Outgoing Environment Minister Leaves Legacy, Challenges

Mara Kerry, Nature Canada director of conservation,
and Jim Prentice at the Mealy Mountains National Park Reserve
announcement in February 2010

On the occasion of Jim Prentice’s departure as Canada’s Minister of the Environment, Nature Canada wishes to congratulate Mr. Prentice on his specific accomplishments and comment on the challenges his successor will face.

Nature Canada congratulates Minister Prentice for acting on his passionate support for the preservation of representative natural areas of the country. As of today, there are 42 national parks representing 28 of Canada’s 39 terrestrial regions, making the system over 70 percent complete and protecting over 300,000 square kilometres of Canada’s lands. During his tenure, Minister Prentice oversaw many conservation gains for Canada:
  • Progress was announced on no fewer than 6 new National Parks (Mealy Mountains, Northern Bathurst Island, Nááts’ihch’oh, Thaydene Nene/East Arm of Great Slave Lake, Gulf Islands and Sable Island)
  • Nahanni National Park Reserve was dramatically expanded; the government permanently protected Saoyú and Æehdacho National Historic Site of Canada on the shores of Great Bear Lake, Northwest Territories
  • A Feasibility Study for National Marine Conservation Area (NMCA) in Lancaster Sound, the marine “Serengeti of the north”
  • The Gwaii Haanas National Marine Conservation Area Reserve was designated around the spectacularly scenic and culturally important Gwaii Haanas National Park Reserve and Haida Heritage Site in British Columbia. This is Canada’s first official NMCA, and combined with the adjacent National Park Reserve is a world first – a contiguous area protected from mountaintop to the bottom of the sea
  • Three new National Wildlife Areas (NWAs) were also established along the northeast coast of Baffin Island during Prentice’s time in office, as well as Environment Canada/Canadian Wildlife Service sponsorship of six candidate NWAs in the NWT.
  • Mr. Prentice also championed efforts to engage youth across the country in nature and laid the initial foundations for a longer-term initiative, My Parks Pass, that is designed to help students explore and learn about our national parks, historic sites and marine conservation areas. Nature Canada is a proud partner in this program.

Mr. Prentice’s successor will face important challenges. The first will be to build on Mr. Prentice’s legacy and maintaining the momentum towards completing Canada’s systems of terrestrial and marine parks and protected areas. This will include following through on Canada’s commitment to tri-lateral cooperation with the United States and Mexico on continental wilderness conservation.
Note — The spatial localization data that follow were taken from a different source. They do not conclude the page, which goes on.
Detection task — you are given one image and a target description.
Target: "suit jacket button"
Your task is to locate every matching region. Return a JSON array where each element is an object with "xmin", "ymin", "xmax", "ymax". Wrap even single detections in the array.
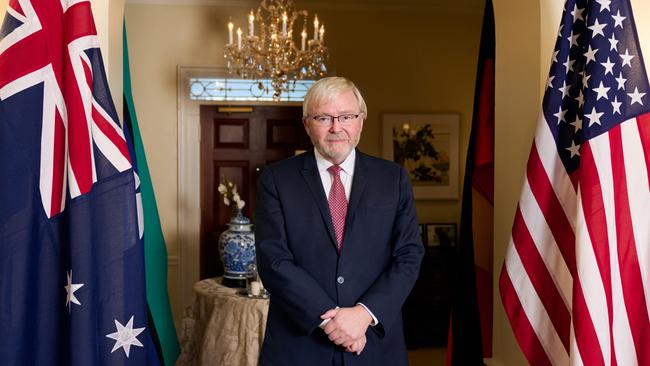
[{"xmin": 337, "ymin": 276, "xmax": 344, "ymax": 284}]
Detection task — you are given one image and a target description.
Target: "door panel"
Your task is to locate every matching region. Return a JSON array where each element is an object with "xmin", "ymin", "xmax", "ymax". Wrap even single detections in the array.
[{"xmin": 214, "ymin": 119, "xmax": 249, "ymax": 148}]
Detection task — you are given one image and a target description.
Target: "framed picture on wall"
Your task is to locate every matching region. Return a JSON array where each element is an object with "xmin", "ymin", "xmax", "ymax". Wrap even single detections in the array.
[
  {"xmin": 424, "ymin": 223, "xmax": 457, "ymax": 247},
  {"xmin": 382, "ymin": 113, "xmax": 459, "ymax": 199}
]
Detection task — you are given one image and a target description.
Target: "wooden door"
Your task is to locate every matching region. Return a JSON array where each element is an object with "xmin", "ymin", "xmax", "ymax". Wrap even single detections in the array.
[{"xmin": 199, "ymin": 105, "xmax": 310, "ymax": 279}]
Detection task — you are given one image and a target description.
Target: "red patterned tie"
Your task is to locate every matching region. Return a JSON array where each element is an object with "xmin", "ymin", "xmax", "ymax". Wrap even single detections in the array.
[{"xmin": 327, "ymin": 165, "xmax": 348, "ymax": 250}]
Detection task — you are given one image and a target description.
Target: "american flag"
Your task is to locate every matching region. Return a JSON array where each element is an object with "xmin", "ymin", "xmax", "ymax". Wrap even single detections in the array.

Secondly, the next Minister of the Environment will need to improve and accelerate the federal government’s performance in implementing protection for Canada’s ever-more-numerous species at risk. To date Canada has recognised over 600 species as being at risk of extinction, but has approved an action plan for recovery for only one species.
Thirdly, the next minister will face the challenge of convincing their cabinet colleagues to end the federal government’s inaction on climate change. This will require a tidal shift to policies that effectively reduce Canada’s greenhouse gas emissions, and in particular rein in the environmental impacts of the tar sands and tame Canada’s voracious energy appetite.
We wish Mr. Prentice well and we look forward to working with his successor.